A desigualdade salarial é um problema de todos

A concentração excessiva de dinheiro e de propriedade tende a converter-se em concentração de poder político

Num recente Prós e Contras, em que se criticava o escândalo da evolução das remunerações dos gestores de topo nos últimos anos, Fátima Campos Ferreira, num aparte, observava que tal se passava no sector privado. Quereria a jornalista dizer que a situação não merecia tal condenação moral, pois os custos dessas remunerações não são suportados pelo erário público, antes resultam de decisões privadas "voluntárias" e menos passíveis de crítica política e de avaliação moral. Esta ideia, que funda a artificial separação entre o domínio dos assuntos do Estado, sujeita a avaliação política e moral, e um domínio privado, apolítico e amoral, merece a nossa contestação. Só através da superação desta dicotomia é possível colocar a discussão no terreno certo, que é o do tipo de valores que devem definir as relações económicas entre os indivíduos e os resultados que assim se obtêm, no público ou no privado. Até porque o que se passa na economia, em toda ela, afecta o que somos capazes de ser e de fazer nas outras esferas da vida social. Em primeiro lugar, é bem lembrar, é o Estado que em larga medida institui a economia. O que se passa no sector privado é o resultado de decisões políticas, enquadradas por valores, que estabelecem as "regras do jogo" que influenciam quem se apropria do quê e porquê. Ou seja, o facto de os gestores das empresas privadas ganharem o que ganham não é independente da maneira como o Estado enquadra a actividade das empresas, de como estrutura os direitos e obrigações que regem o que se passa para lá do portão onde está inscrito "proibida a entrada a pessoas estranhas ao serviço". O mercado e a propriedade privada não são instituições de geração espontânea e a forma como são enquadrados pela comunidade política influencia o que se obtém nas "actividades privadas". É por isto que entre os países capitalistas temos situações variadas de desigualdade salarial. Em segundo lugar, o que se passa nas empresas privadas afecta as capacidades, os recursos e o poder que cada um de nós detém fora do seu horário de trabalho. A concentração excessiva de dinheiro e de propriedade tende a converter-se em concentração de poder político, em capacidade para influenciar e moldar decisões que dizem respeito a toda a comunidade.

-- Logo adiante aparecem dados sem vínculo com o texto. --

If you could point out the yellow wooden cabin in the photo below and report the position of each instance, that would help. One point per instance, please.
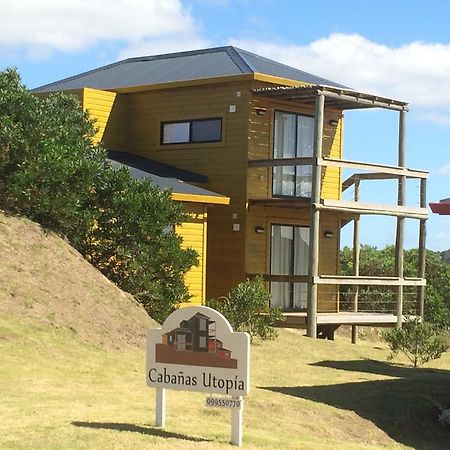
(269, 138)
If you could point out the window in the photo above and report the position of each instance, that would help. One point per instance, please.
(293, 138)
(202, 324)
(191, 131)
(202, 342)
(289, 256)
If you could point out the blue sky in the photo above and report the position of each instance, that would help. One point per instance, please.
(399, 49)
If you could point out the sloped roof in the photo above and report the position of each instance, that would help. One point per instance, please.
(188, 191)
(182, 66)
(156, 168)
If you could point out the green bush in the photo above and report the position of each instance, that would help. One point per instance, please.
(247, 309)
(381, 262)
(420, 342)
(52, 173)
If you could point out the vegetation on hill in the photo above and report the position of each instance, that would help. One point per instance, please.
(52, 173)
(48, 287)
(72, 373)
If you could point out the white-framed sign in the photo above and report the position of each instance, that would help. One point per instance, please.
(196, 349)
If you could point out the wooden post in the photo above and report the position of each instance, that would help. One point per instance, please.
(356, 251)
(313, 269)
(422, 248)
(160, 420)
(236, 423)
(400, 220)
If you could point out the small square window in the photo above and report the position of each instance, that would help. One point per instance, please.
(176, 133)
(191, 131)
(206, 130)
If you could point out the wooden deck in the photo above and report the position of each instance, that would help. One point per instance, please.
(299, 319)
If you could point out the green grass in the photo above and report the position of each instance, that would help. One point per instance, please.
(58, 392)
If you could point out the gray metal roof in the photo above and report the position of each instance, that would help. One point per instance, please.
(183, 66)
(155, 167)
(172, 184)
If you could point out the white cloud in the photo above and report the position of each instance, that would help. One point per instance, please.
(445, 170)
(417, 72)
(41, 27)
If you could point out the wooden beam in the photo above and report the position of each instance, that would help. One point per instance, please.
(372, 208)
(313, 264)
(394, 170)
(356, 254)
(350, 181)
(369, 102)
(399, 239)
(422, 247)
(281, 162)
(280, 278)
(368, 281)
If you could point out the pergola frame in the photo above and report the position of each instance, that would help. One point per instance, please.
(342, 99)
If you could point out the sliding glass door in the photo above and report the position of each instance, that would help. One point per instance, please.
(289, 256)
(293, 138)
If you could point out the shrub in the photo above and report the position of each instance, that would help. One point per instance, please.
(420, 342)
(247, 309)
(53, 173)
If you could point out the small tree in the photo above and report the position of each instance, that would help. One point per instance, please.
(52, 172)
(247, 309)
(420, 342)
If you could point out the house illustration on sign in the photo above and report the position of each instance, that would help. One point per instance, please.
(195, 343)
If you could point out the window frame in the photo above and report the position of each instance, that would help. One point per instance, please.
(296, 114)
(291, 261)
(190, 122)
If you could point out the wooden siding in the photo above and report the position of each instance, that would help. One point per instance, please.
(194, 232)
(258, 245)
(224, 163)
(99, 105)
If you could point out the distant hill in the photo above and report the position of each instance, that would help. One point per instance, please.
(45, 283)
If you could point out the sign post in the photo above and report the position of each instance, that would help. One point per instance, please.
(197, 350)
(236, 423)
(160, 420)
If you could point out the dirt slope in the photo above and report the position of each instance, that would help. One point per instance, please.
(44, 282)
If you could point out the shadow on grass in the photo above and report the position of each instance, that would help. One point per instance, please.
(137, 429)
(404, 406)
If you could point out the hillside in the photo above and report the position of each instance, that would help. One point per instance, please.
(72, 373)
(46, 284)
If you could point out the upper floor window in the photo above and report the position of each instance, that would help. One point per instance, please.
(293, 138)
(191, 131)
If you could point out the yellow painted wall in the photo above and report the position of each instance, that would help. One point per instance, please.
(224, 163)
(194, 233)
(258, 245)
(99, 104)
(261, 146)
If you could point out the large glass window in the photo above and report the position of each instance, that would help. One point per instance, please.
(289, 256)
(293, 138)
(191, 131)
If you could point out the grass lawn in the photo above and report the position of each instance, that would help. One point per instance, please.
(59, 392)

As decisões privadas têm assim diversos impactos públicos e como tal têm que ser sujeitas a escrutínio. As decisões privadas podem gerar o que em jargão económico se designa por "externalidades negativas", ou seja, potenciais consequências negativas sobre terceiros, neste caso a sociedade no seu todo. Estão neste campo as decisões que contribuem para o incremento da polarização social. Como aqui escreveu José Vítor Malheiros, o somatório de decisões privadas erradas reforça um sistema: "que amplia a conflitualidade social, que não promove a competência e a qualidade e que muito menos promove o investimento profissional ou o empenho profissional". De facto, muita investigação económica e sociológica tem mostrado que níveis de desigualdade elevados, gerados por regras do jogo vistas como injustas, têm impactos negativos sobre o desempenho económico dos países. A cooperação, a confiança, a reciprocidade e a motivação pelo trabalho bem feito, ingredientes fundamentais para um bom desempenho económico, tendem a ser corroídos em sociedades demasiado desiguais e injustas.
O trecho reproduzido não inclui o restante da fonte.